A Styrofoam cup of coffee hit the top of the rickshaw.
Not everyone was a fan, it seemed.
A small gang of the local youth were jeering and giving the finger to George Halfpenny.
There were perhaps a dozen of them; the boys – and they were mostly boys – were all wispy beards and New York Yankees baseball caps, caught between the faith of their fathers and the sports franchises of the west.
There were two girls with the little gang and one of them was Layla Khan.
She already looked older, taller, her black hair longer and a hard mocking look on her face.
‘What’s Layla doing here?’ Edie said, like an irritated big sister. ‘If any of these marchers realise who she is …’
The locals laughed as Halfpenny pedalled his rickshaw into the park. They followed in a jeering little gang, Layla in the middle of them, looking like she was having a fine old time. Edie watched them go, biting her lower lip.
‘You want to give George Halfpenny a tug?’ she asked. ‘We need to know where he was when Ahmed Khan was killed.’

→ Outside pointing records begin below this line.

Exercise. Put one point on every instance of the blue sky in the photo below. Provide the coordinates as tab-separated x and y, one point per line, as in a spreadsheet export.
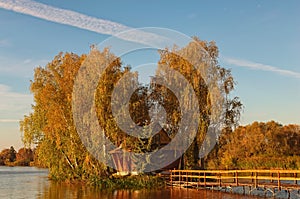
258	40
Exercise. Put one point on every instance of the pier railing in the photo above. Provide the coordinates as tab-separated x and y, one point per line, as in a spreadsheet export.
287	179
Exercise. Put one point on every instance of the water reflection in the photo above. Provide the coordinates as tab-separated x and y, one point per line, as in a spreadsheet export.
63	190
32	183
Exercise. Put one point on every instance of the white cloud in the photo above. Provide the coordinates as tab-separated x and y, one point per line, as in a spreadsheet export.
68	17
259	66
13	105
20	67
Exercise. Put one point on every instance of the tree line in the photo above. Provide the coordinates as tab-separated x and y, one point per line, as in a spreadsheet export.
50	125
11	157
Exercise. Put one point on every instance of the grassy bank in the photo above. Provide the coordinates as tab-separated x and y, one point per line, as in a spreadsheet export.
128	182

‘Not here,’ I said. ‘We’ll do our TIE on George somewhere a bit less crowded.’
We left the BMW X5 outside the gates and followed the crowds into Victoria Park. Full darkness had fallen now but the park was lit by the white lights of those countless phones and by the orange glow that hovers over the city at night. The press of the people increased the deeper we went into the park. Edie and I tried to stay together but she was slowly being carried away from me by the current of the crowd, as if caught in a riptide.
And then, almost close enough to reach out and touch if I had the room to move my arms, I saw the priest.
And I realised that I knew him.
And I saw that it had always been the same priest on Borodino Street.